We sampled nine kinds of chocolate, all made in MKEC’s 9,000-square-foot, solar-powered factory, reputedly the largest chocolate-making facility in Hawaii. Among the three single-estate chocolates was Maui Kuia Estate Dark Chocolate — made from MKEC’s Maui-grown cacao — which won a coveted Good Food Award in 2022. The previous year, MKEC received a Gold Award/Asia-Pacific region in the Cacao of Excellence competition, which recognizes producers worldwide for their growing expertise and the quality, diversity and exceptional flavors of their beans.
The descriptions of the chocolates mirrored those often heard at wine tastings, including “smooth,” “nutty,” “buttery” and “fruit-forward.”
For its fruit-infused products, MKEC makes it a priority to source locally.
“Our calamansi [a citrus hybrid] comes from trees in Gunars’ backyard,” Lucas said. “We pick wild guava in the hills of West Maui. The mango we use is Mapulehu, a juicy variety that was developed on Molokai. You can’t buy it in stores or farmers markets on Maui; to get it, you have to know someone who grows it. Our Mapulehu mangoes come from five trees on our farm.”

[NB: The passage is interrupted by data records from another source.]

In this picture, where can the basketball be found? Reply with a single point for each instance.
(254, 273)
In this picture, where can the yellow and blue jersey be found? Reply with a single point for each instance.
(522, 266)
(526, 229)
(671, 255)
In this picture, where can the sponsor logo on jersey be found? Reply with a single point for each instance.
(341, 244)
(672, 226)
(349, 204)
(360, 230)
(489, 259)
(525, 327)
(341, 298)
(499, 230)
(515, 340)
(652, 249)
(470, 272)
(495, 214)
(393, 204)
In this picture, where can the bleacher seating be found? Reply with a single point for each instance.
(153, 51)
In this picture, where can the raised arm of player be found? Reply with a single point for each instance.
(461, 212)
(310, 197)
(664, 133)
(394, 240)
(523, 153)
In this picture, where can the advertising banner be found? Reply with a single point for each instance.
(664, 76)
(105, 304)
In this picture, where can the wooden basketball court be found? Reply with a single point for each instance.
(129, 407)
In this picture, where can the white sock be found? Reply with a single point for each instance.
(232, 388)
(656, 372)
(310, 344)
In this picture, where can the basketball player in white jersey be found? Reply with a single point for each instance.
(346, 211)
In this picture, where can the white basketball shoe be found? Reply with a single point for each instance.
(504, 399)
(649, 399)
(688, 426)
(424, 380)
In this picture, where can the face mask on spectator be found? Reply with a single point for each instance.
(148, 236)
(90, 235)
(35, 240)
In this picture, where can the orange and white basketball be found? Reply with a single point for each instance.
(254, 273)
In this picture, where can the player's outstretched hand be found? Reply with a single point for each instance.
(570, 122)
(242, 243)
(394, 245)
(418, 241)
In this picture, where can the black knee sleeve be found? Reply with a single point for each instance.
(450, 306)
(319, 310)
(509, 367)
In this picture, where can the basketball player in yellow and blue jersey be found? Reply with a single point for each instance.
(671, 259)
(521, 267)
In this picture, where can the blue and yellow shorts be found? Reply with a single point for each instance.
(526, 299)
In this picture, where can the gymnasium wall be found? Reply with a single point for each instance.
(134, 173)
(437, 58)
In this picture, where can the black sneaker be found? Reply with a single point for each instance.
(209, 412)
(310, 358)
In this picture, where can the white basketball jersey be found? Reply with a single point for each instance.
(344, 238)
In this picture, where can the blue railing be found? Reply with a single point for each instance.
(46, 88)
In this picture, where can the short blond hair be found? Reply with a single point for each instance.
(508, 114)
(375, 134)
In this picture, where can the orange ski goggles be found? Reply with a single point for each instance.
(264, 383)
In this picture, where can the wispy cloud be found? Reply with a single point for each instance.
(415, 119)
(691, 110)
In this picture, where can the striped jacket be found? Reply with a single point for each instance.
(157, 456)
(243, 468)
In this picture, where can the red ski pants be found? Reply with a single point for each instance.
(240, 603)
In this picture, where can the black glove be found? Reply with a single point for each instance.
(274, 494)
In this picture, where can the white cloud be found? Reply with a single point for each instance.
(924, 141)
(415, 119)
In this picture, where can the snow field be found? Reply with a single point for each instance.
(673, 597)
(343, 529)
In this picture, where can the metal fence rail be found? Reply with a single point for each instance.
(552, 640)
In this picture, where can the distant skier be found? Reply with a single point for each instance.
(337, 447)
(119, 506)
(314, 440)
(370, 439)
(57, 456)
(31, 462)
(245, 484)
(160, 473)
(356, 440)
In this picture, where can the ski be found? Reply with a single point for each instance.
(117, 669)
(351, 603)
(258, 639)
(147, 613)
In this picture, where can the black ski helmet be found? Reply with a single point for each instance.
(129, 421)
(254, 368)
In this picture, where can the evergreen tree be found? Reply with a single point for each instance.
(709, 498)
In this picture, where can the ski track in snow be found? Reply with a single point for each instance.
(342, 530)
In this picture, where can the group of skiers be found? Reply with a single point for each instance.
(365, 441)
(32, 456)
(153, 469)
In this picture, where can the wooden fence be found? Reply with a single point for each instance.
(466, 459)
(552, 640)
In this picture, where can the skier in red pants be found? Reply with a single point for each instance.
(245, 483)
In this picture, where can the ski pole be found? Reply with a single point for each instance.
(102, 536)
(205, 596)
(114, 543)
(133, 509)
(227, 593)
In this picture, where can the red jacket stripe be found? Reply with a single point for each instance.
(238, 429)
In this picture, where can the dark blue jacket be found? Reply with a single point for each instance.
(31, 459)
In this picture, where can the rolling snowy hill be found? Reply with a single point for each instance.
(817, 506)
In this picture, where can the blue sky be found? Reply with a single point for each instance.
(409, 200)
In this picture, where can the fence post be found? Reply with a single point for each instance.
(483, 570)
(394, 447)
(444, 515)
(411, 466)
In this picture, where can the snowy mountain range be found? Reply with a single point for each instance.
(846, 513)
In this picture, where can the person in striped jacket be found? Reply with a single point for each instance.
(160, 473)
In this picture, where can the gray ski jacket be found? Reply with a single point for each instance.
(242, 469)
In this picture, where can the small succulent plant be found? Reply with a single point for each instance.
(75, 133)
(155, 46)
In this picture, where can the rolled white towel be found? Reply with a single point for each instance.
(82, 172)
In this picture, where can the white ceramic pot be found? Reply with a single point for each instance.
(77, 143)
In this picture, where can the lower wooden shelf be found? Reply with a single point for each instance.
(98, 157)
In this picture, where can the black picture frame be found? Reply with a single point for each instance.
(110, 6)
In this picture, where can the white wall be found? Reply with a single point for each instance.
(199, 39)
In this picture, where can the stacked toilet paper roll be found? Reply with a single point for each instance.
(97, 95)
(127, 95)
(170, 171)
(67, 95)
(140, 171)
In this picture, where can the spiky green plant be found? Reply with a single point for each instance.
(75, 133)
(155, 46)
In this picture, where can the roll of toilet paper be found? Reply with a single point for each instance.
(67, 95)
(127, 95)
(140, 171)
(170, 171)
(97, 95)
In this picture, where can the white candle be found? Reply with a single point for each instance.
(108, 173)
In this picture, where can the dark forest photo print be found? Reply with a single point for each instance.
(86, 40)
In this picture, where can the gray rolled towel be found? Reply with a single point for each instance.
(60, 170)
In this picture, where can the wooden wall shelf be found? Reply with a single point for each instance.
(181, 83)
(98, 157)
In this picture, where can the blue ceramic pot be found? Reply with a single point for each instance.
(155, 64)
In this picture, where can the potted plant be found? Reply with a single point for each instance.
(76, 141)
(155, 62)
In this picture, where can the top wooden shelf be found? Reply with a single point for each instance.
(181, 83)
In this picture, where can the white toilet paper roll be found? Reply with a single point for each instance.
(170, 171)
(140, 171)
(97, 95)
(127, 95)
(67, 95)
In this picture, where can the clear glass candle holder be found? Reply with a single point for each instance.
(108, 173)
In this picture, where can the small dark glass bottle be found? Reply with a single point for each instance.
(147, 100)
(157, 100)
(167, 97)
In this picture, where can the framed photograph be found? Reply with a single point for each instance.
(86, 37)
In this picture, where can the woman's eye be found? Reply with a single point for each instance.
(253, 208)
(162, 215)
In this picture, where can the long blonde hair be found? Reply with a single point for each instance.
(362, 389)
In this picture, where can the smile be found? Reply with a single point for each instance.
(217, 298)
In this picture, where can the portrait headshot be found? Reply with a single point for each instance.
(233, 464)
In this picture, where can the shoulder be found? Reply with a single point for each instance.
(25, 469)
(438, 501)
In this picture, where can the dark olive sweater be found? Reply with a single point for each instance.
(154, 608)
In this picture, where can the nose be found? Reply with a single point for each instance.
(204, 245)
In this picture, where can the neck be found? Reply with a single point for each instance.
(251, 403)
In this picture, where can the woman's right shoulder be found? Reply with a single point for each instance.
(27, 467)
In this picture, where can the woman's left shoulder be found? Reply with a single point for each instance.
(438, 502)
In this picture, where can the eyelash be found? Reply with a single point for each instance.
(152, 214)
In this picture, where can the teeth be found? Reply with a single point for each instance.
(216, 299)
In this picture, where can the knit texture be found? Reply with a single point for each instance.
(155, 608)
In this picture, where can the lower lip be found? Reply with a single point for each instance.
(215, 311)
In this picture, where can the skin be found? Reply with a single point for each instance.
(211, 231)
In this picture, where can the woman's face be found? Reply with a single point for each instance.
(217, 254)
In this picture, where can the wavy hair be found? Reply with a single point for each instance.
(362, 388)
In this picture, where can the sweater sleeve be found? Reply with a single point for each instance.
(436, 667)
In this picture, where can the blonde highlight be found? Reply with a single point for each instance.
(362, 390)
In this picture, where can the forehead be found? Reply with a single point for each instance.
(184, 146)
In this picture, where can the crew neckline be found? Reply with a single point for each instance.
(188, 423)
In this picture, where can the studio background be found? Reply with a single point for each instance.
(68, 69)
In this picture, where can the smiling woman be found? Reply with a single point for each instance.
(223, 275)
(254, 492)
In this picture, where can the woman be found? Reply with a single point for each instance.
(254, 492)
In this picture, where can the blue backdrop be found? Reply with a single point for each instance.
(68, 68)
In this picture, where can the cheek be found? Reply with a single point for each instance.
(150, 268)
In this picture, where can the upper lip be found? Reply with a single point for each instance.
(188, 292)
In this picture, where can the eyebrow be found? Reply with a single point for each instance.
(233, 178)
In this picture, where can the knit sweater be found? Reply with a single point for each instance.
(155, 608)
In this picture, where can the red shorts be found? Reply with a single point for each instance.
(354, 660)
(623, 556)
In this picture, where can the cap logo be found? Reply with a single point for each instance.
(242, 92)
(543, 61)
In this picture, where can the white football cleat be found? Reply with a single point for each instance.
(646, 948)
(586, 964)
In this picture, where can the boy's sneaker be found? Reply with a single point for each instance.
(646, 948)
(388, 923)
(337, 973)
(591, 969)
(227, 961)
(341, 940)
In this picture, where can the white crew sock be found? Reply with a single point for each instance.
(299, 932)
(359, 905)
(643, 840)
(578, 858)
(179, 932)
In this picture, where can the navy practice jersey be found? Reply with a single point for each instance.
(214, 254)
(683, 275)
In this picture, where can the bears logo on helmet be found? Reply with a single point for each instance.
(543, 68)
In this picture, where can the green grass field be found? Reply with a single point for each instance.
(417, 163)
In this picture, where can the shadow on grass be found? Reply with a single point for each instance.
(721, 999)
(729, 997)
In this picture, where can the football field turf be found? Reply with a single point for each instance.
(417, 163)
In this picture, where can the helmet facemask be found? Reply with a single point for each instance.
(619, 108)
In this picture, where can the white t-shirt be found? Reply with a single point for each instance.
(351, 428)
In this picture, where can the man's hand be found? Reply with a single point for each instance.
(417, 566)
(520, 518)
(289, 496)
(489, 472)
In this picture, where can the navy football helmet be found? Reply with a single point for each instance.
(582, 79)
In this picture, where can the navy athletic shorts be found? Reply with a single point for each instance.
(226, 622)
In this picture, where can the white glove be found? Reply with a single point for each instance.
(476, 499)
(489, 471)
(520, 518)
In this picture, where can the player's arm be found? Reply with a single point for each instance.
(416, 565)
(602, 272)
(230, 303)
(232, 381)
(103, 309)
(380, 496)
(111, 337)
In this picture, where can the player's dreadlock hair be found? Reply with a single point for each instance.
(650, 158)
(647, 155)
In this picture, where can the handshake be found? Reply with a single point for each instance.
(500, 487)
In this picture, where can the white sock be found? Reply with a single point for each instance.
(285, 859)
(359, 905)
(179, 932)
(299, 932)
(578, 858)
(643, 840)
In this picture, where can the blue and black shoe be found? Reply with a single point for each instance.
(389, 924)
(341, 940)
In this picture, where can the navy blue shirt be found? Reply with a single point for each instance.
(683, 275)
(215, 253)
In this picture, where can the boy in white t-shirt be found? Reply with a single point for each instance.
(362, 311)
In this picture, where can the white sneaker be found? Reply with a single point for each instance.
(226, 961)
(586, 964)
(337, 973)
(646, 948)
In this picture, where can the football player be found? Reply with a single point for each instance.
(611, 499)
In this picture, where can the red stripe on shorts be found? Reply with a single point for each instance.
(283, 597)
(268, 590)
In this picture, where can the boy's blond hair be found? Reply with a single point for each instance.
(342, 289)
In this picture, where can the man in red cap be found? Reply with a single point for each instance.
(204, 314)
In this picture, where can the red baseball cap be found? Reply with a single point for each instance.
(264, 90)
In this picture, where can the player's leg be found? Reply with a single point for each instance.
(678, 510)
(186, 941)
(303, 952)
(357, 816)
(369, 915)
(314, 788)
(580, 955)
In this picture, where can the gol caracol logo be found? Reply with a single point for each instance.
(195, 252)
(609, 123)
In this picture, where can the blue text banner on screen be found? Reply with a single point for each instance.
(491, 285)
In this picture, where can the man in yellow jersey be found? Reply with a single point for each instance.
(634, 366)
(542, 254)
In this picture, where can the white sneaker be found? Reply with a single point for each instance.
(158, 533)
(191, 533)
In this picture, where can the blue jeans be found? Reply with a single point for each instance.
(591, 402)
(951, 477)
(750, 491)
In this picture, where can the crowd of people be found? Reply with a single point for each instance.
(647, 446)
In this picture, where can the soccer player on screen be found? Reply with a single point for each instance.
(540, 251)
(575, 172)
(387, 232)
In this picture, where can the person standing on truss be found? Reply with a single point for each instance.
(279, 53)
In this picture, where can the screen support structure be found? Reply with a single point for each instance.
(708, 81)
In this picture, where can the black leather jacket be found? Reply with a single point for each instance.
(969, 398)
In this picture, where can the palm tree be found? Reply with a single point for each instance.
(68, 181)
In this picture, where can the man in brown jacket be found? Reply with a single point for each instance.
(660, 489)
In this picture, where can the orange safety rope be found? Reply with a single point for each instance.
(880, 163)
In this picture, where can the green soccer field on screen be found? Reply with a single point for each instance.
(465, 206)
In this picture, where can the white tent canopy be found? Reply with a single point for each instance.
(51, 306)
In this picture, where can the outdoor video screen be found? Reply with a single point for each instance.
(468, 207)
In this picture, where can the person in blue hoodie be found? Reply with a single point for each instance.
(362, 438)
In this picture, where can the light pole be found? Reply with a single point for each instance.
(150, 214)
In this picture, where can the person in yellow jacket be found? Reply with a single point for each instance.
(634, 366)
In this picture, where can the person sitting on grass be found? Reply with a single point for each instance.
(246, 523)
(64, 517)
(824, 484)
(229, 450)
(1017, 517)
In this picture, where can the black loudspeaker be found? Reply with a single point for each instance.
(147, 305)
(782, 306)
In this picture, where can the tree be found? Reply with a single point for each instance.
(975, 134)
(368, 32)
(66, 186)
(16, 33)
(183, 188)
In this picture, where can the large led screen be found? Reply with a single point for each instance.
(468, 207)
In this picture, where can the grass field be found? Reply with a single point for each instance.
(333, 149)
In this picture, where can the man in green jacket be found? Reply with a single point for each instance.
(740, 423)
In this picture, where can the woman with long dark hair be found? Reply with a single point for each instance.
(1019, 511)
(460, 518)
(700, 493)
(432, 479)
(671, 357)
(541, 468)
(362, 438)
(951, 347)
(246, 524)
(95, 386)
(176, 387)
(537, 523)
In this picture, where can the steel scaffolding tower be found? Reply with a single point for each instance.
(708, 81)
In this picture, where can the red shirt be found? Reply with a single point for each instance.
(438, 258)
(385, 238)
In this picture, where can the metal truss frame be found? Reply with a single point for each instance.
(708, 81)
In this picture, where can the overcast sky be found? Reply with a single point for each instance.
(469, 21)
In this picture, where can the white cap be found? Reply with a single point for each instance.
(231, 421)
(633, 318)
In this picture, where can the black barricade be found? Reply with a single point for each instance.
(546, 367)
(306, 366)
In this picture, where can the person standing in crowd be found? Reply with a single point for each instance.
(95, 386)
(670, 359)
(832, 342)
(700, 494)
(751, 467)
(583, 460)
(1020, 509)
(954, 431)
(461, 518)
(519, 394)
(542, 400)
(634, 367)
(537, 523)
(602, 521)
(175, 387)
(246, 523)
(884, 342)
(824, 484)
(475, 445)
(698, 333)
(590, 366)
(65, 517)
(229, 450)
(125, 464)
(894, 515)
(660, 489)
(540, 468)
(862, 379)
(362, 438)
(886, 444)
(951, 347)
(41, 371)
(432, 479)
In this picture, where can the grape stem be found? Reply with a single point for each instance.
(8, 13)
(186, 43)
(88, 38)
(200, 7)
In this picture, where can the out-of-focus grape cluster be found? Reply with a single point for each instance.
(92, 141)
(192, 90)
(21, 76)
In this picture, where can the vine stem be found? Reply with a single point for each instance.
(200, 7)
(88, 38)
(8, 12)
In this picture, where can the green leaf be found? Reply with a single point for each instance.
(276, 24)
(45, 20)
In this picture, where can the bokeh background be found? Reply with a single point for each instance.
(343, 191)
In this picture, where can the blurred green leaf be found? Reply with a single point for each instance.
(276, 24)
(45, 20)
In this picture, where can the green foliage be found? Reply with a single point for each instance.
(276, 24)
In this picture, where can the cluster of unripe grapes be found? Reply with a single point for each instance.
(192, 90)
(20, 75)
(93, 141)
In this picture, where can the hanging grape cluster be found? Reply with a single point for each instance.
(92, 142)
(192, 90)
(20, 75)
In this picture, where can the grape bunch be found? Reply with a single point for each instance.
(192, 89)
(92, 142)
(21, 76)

When the tour concluded at the retail store, everyone began looking for their favorites. Some visitors were considering signing up for a 60-minute guided or self-guided tasting in the spacious, open-air Chocolate Bar on the second floor, where wine, beer and spirits can be paired with three three-piece flights. A portion of the proceeds from the weekend Laulima tastings — led by either Valkirs or O’Doherty — goes to a rotating group of some 30 nonprofits, including Maui Food Bank, Whale Trust Maui, Maui Arts League and Na Leo Kalele, a Hawaiian language immersion program.
On Sunday evenings, music-lovers 21 years and older can gather at the Chocolate Bar for Sunset Jazz performances, where all proceeds go to Jazz Maui, a program of the nonprofit Arts Education for Children Group. Chocolate flights and alcoholic beverage pairings are available for purchase.
If visitors are lucky, they’ll see workers molding chocolate through a large window in the store, usually Mondays through Thursdays (the time varies, depending on the production schedule). Several steps are required to transform cacao, cocoa butter, sugar and flavorings into the treat we all love — but that’s a story for another time.